The strong licensing quarter included the licensing of lead partners for two forthcoming ARM 64-bit cores called Artemis and Maia. Artemis is thought to sit between the Cortex-A53 (little) and Cortex-A57 (big) much as the Cortex-A12 sits between Cortex-A7 and Cortex-A15 in the 32bit product line up.
The licensing helped offset the slow royalties that CEO Simon Segars, speaking to analysts in a conference, said was due to a mix of a consumer cyclicality and weakness and inventory correction in the high-end smartphone market where ARM cores command a higher royalty rate. Segars said royalty rates are expected to accelerate in the second half of 2014. "We think we are at, or near, the bottom of this cycle," Segars said.

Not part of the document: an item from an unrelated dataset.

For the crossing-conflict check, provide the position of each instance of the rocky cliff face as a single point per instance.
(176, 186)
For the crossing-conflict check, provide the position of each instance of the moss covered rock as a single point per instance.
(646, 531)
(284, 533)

ARM CEO Segars said smartphone inventory correction close to over.
The 41 licensees for processor architecture and cores signed in the quarter was driven partly by great interest in ARM's 64-bit capable instruction set architecture, the v8-A. To date ARM has signed a total of 50 v8-A licensees with 28 companies, Segars said
ARM reported Q2 revenue of £187.1 million (about $320 million), up 9 percent compared with the same quarter a year before. In dollar terms ARM recorded sales of $309 million up about 17 percent compared with the same quarter a year before. The company made a profit before tax of £94.2 million up 9 percent on 2Q13.
In terms of outlook the company said that market data indicates improving conditions but it gave no quantitative estimates for the third quarter or second half.
Royalties follow licenses
"Our continued strong licensing performance reflects the intent of existing and new customers to base more of their future products on ARM technology. The 41 processor licences signed in Q2 were driven by demand for ARM technology in smart mobile devices, consumer electronics and embedded computing chips for the Internet of Things, and include further licences for ARMv8-A and Mali processor technology. This bodes well for growth in ARM's medium and long-term royalty revenues," said Segars in a prepared statement.

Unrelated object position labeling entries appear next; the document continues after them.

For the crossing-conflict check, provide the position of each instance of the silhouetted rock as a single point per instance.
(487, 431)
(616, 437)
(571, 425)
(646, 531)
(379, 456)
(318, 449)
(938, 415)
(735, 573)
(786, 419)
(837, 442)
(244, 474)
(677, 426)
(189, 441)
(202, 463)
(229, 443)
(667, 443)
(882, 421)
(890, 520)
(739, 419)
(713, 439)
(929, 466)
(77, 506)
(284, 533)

Speaking to analysts Segars made the point that cores designed to the ARMv8 instruction set command a higher royalty percentage than the ARMv7 processor cores such as the Cortex-A7, A12 and A15. Over the long-term the average royalty rate is expected to expand from about 1 percent to about 3 percent of average selling price partly due to an increased per core rate and partly due to the use of multiple cores, although could also by offset by breakpoint discounts for volumes shipped.
The 41 licensees signed in 2Q14 included 7 additional ARMv8-A processor licenses including lead licensees for two forthcoming processor core codenamed Artemis and Maia. A total of 8 Mali processor licenses were sold including licenses for video and display processors and 20 Cortex-M licenses of cores suitable for microcontrollers.

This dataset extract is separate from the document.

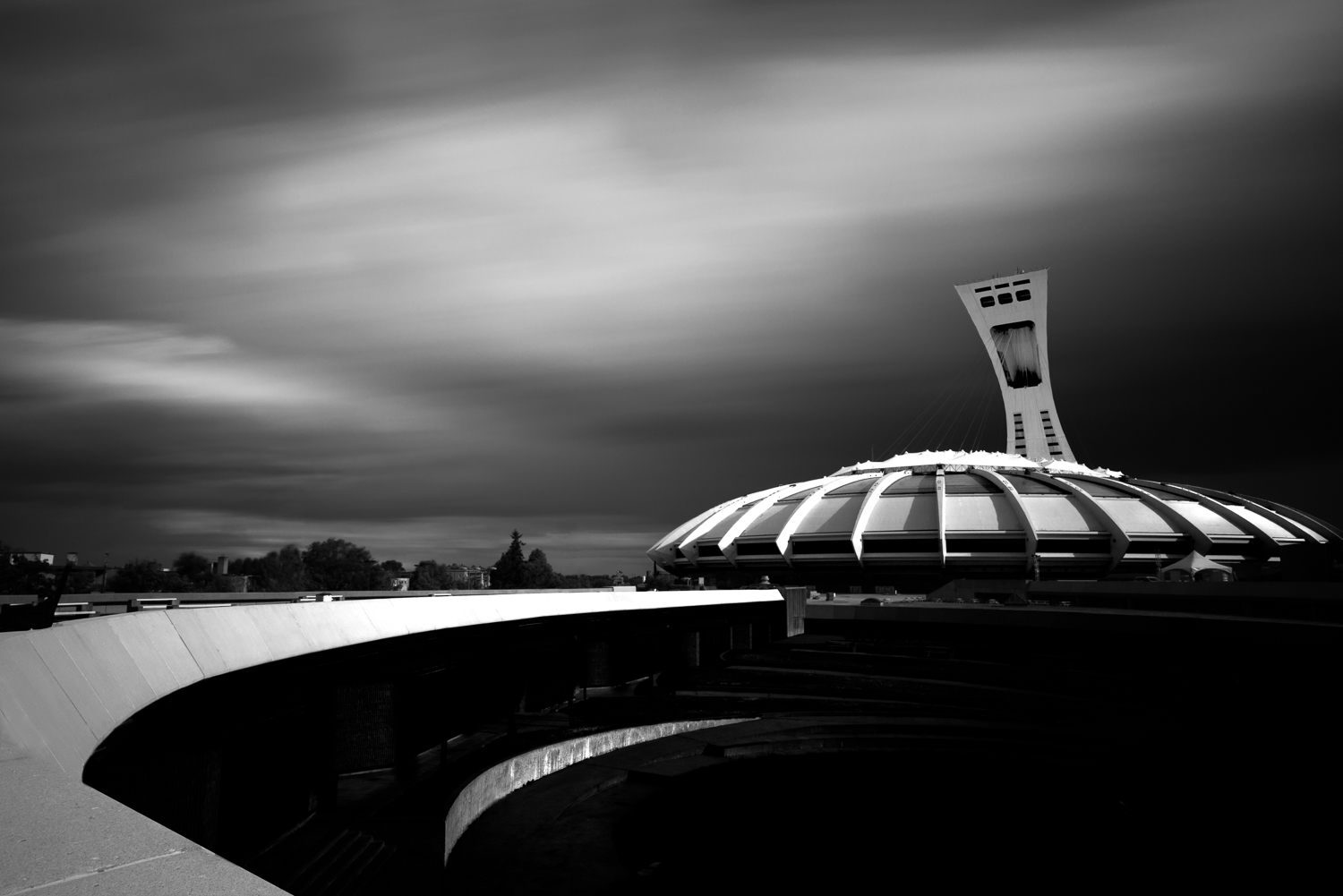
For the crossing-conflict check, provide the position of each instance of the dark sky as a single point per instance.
(419, 273)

Segars said the move to 20nm manufacturing process technology would probably only happen for relatively few customers with many staying on the more mature 28nm CMOS processes, while some were waiting to jump to a FinFET manufacturing process at 16 or 14nm.
"20nm adoption will be low. Some will stay on 28nm longer and innovate in design. I think we are in a transition period and people are eager to get to FinFET as quickly as possible." Segars made no mention of the fully-depleted silicon-on-insulator (FDSOI) process being offered by STMicroelectronics and Samsung as an alternative option to FinFET production.
ARM technology shipped in 2.7 billion units in Q2 up 11 percent year-on-year, as in the previous quarter. The breakdown by application area was 43 percent in mobile, 17 percent in enterprise and networking, 5 percent in domestic consumer and 35 percent classed as general embedded, which includes industrial and automotive sectors.